Index: 0 1 2 3 4 5 6
Value: *3 *2 *5 *4 *1 *1 *D
D is data that was being pointed to before the loop began. In this example, the cycle is 1, 2, 5 and it repeats infinitely, but indices 0, 3, and 4 are not part of the cycle.
This is an instance of the cycle-detection problem. An elegant O(n) time O(1) space solution was discovered by Robert W. Floyd in 1960; it's commonly known as the "Tortoise and Hare" algorithm because it consists of traversing the sequence with two pointers, one moving twice as fast as the other.
The idea is simple: the cycle must have a loop with length k, for some k. At each iteration, the hare moves two steps and the tortoise moves one, so the distance between them is one greater than it was in the previous iteration. Every k iterations, therefore, they are a multiple of k steps apart from each other, and once they are both in the cycle (which will happen once the tortoise arrives), if they are a multiple of k steps apart, they both point at the same element.
If all you need to know is the length of the cycle, you wait for the hare and the tortoise to reach the same spot; then you step along the cycle, counting steps until you get back to the same spot again.
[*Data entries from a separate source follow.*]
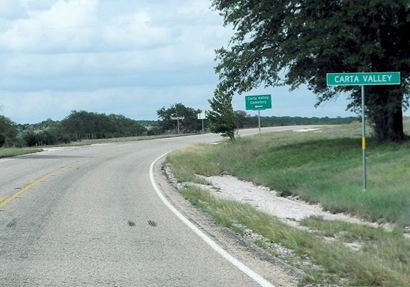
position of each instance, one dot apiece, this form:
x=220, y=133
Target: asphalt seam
x=4, y=201
x=234, y=261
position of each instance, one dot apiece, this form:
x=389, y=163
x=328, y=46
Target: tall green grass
x=384, y=259
x=321, y=167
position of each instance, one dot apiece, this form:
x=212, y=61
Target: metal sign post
x=202, y=116
x=363, y=79
x=364, y=169
x=259, y=122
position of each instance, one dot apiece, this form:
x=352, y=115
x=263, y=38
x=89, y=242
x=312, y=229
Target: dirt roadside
x=269, y=267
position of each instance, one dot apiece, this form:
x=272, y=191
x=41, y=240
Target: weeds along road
x=89, y=216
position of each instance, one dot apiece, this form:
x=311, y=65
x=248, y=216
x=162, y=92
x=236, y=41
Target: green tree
x=221, y=116
x=8, y=132
x=295, y=42
x=190, y=123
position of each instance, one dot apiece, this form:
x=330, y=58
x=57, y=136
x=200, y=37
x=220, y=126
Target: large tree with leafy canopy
x=295, y=42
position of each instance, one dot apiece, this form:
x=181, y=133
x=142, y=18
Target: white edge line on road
x=238, y=264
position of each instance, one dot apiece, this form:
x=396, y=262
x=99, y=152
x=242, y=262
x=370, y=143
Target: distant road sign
x=177, y=118
x=257, y=103
x=363, y=79
x=201, y=116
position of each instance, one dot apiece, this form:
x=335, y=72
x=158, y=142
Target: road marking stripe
x=32, y=183
x=3, y=198
x=238, y=264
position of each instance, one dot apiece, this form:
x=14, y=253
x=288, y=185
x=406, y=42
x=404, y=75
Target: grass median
x=383, y=260
x=321, y=166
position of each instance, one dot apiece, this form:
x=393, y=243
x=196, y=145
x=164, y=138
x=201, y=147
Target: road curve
x=89, y=216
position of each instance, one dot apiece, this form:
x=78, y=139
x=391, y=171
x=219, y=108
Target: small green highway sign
x=257, y=103
x=363, y=79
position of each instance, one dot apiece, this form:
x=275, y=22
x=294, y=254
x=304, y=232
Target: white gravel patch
x=288, y=210
x=306, y=130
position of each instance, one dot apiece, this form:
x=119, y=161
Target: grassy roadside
x=10, y=152
x=321, y=167
x=383, y=259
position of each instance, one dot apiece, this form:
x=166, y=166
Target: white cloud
x=11, y=9
x=109, y=56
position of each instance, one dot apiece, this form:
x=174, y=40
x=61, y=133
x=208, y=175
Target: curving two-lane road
x=89, y=216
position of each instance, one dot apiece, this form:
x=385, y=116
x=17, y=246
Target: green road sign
x=363, y=79
x=257, y=103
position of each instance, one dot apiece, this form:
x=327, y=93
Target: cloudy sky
x=124, y=56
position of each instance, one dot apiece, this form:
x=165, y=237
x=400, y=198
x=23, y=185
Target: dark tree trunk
x=385, y=109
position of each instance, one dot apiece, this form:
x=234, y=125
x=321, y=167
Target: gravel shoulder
x=269, y=267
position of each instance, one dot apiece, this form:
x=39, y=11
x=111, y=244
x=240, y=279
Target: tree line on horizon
x=81, y=125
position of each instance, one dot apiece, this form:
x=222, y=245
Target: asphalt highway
x=89, y=216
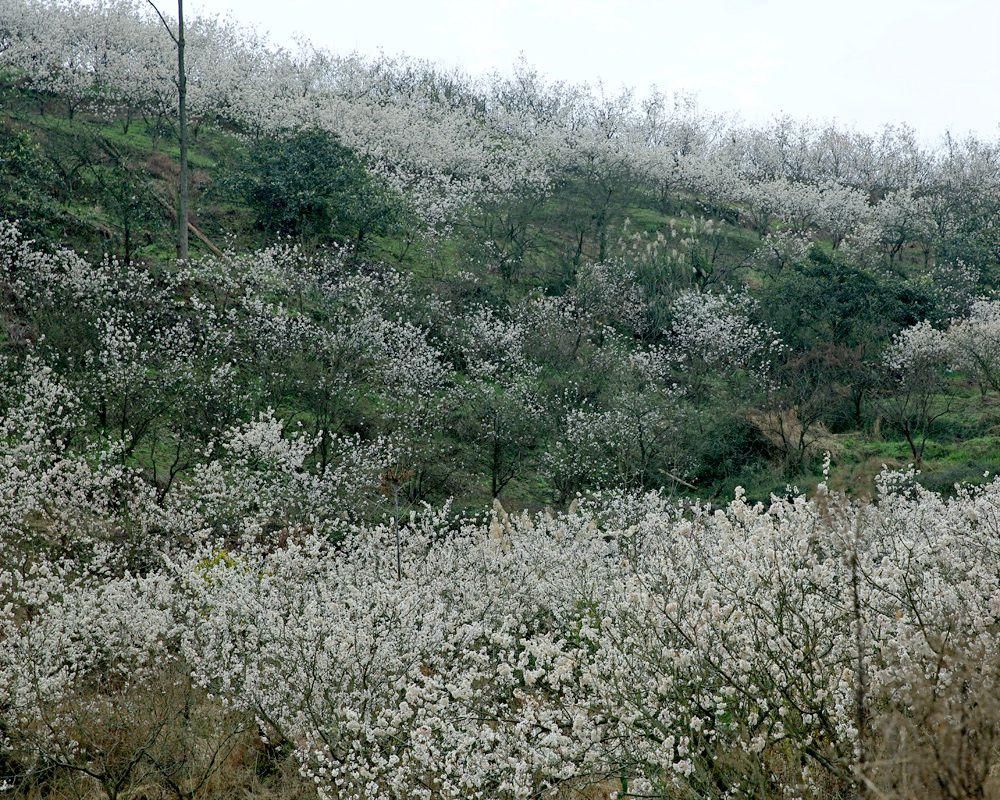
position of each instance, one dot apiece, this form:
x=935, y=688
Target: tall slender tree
x=181, y=82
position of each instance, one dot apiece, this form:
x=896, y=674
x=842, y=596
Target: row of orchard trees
x=449, y=140
x=606, y=385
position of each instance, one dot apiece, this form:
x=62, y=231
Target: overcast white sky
x=934, y=64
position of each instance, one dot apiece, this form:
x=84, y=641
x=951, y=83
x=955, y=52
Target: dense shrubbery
x=242, y=540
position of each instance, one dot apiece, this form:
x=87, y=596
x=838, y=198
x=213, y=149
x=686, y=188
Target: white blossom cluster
x=448, y=140
x=631, y=645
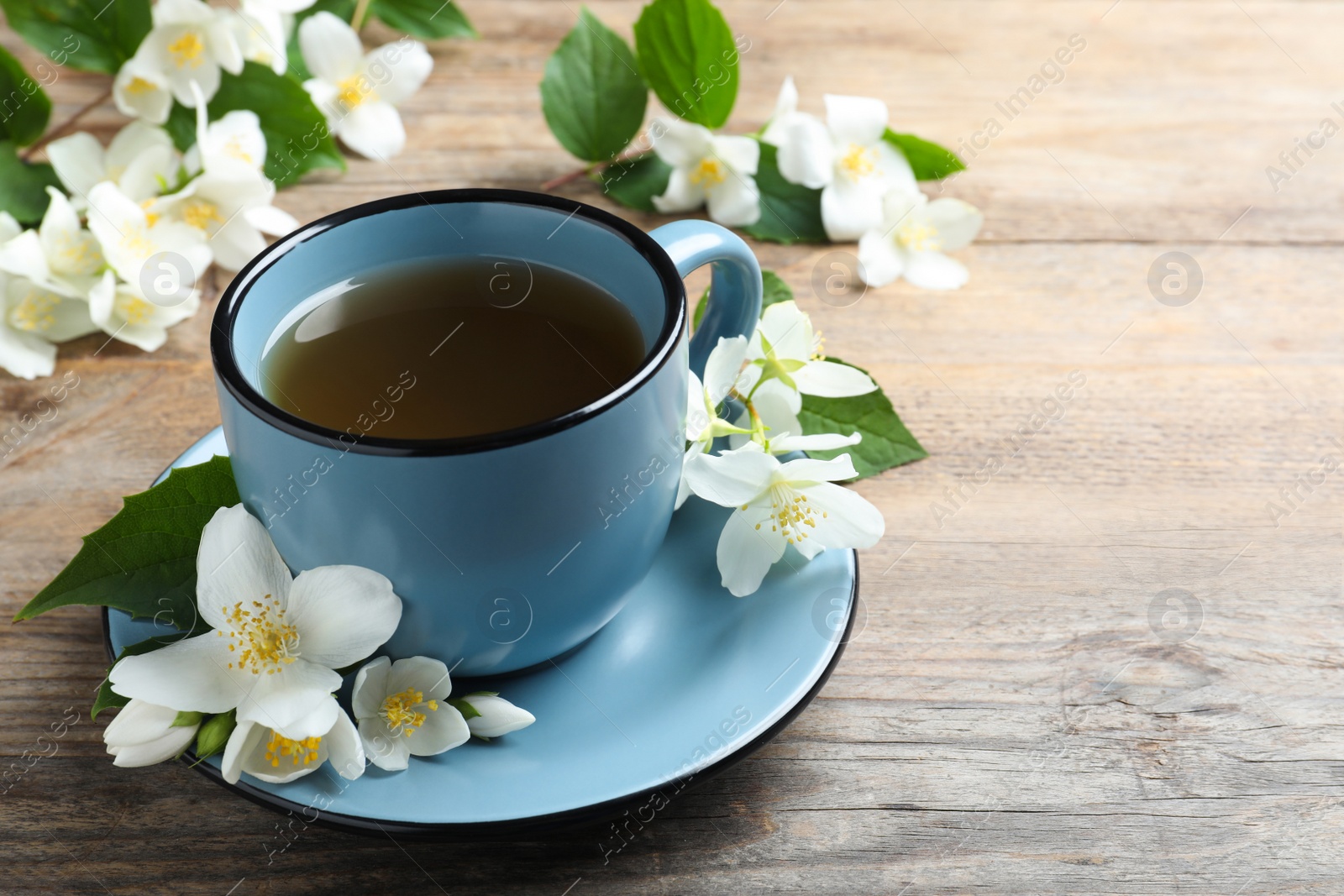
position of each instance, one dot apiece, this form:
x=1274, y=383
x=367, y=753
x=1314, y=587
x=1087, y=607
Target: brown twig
x=591, y=170
x=64, y=127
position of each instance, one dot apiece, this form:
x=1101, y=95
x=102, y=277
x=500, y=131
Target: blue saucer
x=685, y=681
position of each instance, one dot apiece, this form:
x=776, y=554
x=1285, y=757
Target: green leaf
x=24, y=107
x=463, y=707
x=24, y=187
x=109, y=699
x=93, y=35
x=213, y=735
x=638, y=181
x=591, y=94
x=886, y=441
x=689, y=56
x=927, y=160
x=297, y=140
x=425, y=19
x=343, y=9
x=774, y=291
x=144, y=559
x=790, y=212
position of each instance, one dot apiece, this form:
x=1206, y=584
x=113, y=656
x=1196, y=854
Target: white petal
x=237, y=562
x=443, y=730
x=934, y=270
x=680, y=143
x=370, y=688
x=819, y=443
x=723, y=367
x=808, y=470
x=879, y=259
x=155, y=752
x=788, y=329
x=850, y=521
x=141, y=90
x=806, y=154
x=736, y=202
x=732, y=479
x=344, y=750
x=855, y=120
x=374, y=129
x=427, y=674
x=139, y=721
x=958, y=222
x=24, y=355
x=850, y=210
x=296, y=700
x=242, y=741
x=382, y=747
x=739, y=154
x=832, y=380
x=192, y=674
x=497, y=716
x=272, y=221
x=398, y=70
x=745, y=553
x=343, y=613
x=329, y=46
x=78, y=161
x=682, y=194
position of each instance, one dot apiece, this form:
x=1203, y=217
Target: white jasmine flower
x=145, y=735
x=131, y=235
x=190, y=42
x=260, y=29
x=848, y=159
x=707, y=170
x=402, y=711
x=785, y=358
x=360, y=92
x=703, y=423
x=269, y=755
x=276, y=640
x=777, y=506
x=497, y=715
x=230, y=201
x=141, y=160
x=123, y=312
x=911, y=238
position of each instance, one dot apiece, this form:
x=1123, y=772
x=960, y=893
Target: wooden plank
x=1015, y=716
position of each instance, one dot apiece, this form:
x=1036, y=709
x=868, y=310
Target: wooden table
x=1025, y=711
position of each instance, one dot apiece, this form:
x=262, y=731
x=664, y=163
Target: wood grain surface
x=1023, y=712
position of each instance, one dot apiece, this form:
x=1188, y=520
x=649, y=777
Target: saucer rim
x=528, y=825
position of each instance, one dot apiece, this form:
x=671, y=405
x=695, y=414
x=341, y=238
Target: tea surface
x=443, y=349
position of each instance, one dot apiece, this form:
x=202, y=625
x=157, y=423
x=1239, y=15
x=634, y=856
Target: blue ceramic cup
x=512, y=547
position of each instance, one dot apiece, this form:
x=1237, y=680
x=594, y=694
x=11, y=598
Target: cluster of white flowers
x=869, y=191
x=270, y=658
x=776, y=504
x=139, y=222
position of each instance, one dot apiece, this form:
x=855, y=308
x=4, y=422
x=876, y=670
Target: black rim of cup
x=233, y=297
In the worst case, the total number of steps will be the length of the tail plus twice the length of the cycle, which must be less than twice the number of elements.
Note: The second paragraph was edited to possibly make the idea "more obvious", whatever that might mean. A formal proof is easy and so is an implementation, so I provided neither.
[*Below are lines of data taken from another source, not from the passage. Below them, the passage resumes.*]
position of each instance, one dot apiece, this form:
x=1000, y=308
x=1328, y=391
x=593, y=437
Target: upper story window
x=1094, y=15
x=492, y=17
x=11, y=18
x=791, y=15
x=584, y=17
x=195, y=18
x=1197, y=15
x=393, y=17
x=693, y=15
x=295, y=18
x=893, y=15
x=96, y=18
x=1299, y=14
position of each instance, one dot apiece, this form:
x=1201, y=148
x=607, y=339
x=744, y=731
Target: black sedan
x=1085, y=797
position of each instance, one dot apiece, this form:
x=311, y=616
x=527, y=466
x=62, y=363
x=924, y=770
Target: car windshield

Make a directed graph of the elements in the array where a node points to another node if the element of the node points to the element of the node its pointing to and for each node. keep track of the indegree of the node(number of pointers pointing to it.) While making your graph, if there is a node with indegree == 2, then that node is part of an infinite cycle.
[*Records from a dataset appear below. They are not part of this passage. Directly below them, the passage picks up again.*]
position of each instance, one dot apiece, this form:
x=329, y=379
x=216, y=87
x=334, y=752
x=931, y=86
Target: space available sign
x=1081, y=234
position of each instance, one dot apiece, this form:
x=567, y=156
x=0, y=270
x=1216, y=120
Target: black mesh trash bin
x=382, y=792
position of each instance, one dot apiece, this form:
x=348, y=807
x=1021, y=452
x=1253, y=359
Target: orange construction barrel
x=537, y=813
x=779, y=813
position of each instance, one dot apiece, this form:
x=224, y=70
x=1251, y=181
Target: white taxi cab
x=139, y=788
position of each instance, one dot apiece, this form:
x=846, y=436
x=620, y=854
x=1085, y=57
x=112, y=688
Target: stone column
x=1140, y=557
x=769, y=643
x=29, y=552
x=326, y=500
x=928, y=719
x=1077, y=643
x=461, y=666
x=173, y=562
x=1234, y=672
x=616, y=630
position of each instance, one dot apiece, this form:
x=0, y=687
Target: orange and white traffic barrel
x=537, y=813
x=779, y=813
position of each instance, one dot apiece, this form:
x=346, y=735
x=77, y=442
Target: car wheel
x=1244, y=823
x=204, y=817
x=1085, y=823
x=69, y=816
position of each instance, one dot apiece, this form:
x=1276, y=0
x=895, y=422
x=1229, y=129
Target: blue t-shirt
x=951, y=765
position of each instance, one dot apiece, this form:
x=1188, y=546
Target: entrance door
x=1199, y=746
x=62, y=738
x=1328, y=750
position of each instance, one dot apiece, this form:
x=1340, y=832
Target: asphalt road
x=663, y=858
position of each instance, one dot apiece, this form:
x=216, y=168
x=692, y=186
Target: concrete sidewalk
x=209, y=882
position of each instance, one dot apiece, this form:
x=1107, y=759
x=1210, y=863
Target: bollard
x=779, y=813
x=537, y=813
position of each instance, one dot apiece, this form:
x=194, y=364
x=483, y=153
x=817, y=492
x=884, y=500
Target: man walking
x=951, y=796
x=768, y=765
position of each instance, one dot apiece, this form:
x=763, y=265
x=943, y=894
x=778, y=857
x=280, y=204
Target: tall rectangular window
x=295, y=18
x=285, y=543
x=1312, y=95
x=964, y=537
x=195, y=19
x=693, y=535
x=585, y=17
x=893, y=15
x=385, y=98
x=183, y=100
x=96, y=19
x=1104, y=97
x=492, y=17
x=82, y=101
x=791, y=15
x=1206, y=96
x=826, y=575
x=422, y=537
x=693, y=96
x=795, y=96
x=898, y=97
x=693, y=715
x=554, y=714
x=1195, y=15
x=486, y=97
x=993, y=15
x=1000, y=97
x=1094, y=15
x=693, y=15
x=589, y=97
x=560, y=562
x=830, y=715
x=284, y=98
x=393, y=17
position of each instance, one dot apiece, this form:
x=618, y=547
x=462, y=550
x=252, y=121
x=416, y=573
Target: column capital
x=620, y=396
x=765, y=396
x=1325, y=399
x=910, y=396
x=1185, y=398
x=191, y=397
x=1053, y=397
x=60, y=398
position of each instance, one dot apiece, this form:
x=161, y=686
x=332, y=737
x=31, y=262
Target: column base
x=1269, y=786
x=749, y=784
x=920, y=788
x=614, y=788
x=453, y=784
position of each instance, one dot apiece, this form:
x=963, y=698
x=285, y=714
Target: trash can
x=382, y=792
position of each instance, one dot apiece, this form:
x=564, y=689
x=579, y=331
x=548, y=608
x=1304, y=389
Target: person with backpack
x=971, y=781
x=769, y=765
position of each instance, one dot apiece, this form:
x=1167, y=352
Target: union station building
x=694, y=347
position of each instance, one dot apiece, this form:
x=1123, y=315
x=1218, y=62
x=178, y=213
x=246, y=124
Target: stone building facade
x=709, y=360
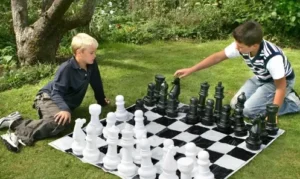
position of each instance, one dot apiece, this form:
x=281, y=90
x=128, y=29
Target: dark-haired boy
x=274, y=77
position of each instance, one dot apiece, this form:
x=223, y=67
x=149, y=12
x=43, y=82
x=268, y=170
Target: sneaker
x=293, y=96
x=11, y=142
x=6, y=121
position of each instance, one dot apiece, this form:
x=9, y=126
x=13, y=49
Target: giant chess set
x=160, y=137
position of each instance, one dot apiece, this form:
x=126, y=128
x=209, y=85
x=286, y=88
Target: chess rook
x=79, y=137
x=224, y=124
x=219, y=95
x=150, y=99
x=208, y=119
x=147, y=170
x=159, y=79
x=162, y=103
x=110, y=121
x=253, y=141
x=191, y=117
x=121, y=112
x=111, y=159
x=201, y=102
x=271, y=126
x=185, y=166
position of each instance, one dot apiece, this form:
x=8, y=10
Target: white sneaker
x=11, y=141
x=6, y=121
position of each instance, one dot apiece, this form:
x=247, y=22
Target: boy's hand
x=183, y=72
x=62, y=117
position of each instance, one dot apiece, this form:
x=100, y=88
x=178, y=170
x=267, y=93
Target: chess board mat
x=227, y=152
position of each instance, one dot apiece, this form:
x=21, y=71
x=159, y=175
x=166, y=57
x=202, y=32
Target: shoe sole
x=9, y=146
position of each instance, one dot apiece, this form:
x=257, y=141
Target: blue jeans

The above fails if the first element is included in the infinite cycle, so before the algorithm starts, add 1 indegree to the first element to resolve this.
The array becomes, as you describe it, a graph (more properly a forrest) where each vertex has out-degree of exactly one. The components of such a graph can only consist of chains that each possibly end in a single loop. That is, each component is either shaped like an O or like a 6. (I am assuming no pointers are null, but this is easy to deal with. You end up with 1-shaped components with no cycles at all.)
You can trace all these components by "visiting" and keeping track of where you've been with a "visited" hash or flags array.
Here's an algorithm.
Edit It just DFS of a forrest simplified for the case of one child per node, which eliminates the need for a stack (or recursion) because backtracking is not needed.
Let A[0..N-1] be the array of pointers.
Let V[0..N-1] be an array of boolean "visited" flags, initially false.
Let C[0..N-1] be an array if integer counts, initially zero.
Let S[0..N-1] be an array of "step counts" for each component trace.
longest = 0 // length of longest cycle
for i in 0..N-1, increment C[j] if A[i] points to A[j]
for each k such that C[k] = 0
// No "in edges", so must be the start of a 6-shaped component
s = 0
while V[k] is false
V[k] = true
S[k] = s
s = s + 1
k index of the array location that A[k] points to
end
// Loop found. Length is s - S[k]
longest = max(longest, s - S[k])
end
// Rest of loops must be of the O variety
while there exists V[k] false
Let k be such that V[k] is false.
s = 0
while V[k] is false
V[k] = true
s = s + 1
k index of the array location that A[k] points to
end
// Found loop of length s
longest = max(longest, s)
end
Space and execution time are both proportional to size of the input array A. You can get rid of the S array if you're willing to trace 6-shaped components twice.
Addition I fully agree that if it's not necessary to find the cycle of maximum size, then the ancient "two pointer" algorithm for finding cycles in a linked list is superior, since it requires only constant space.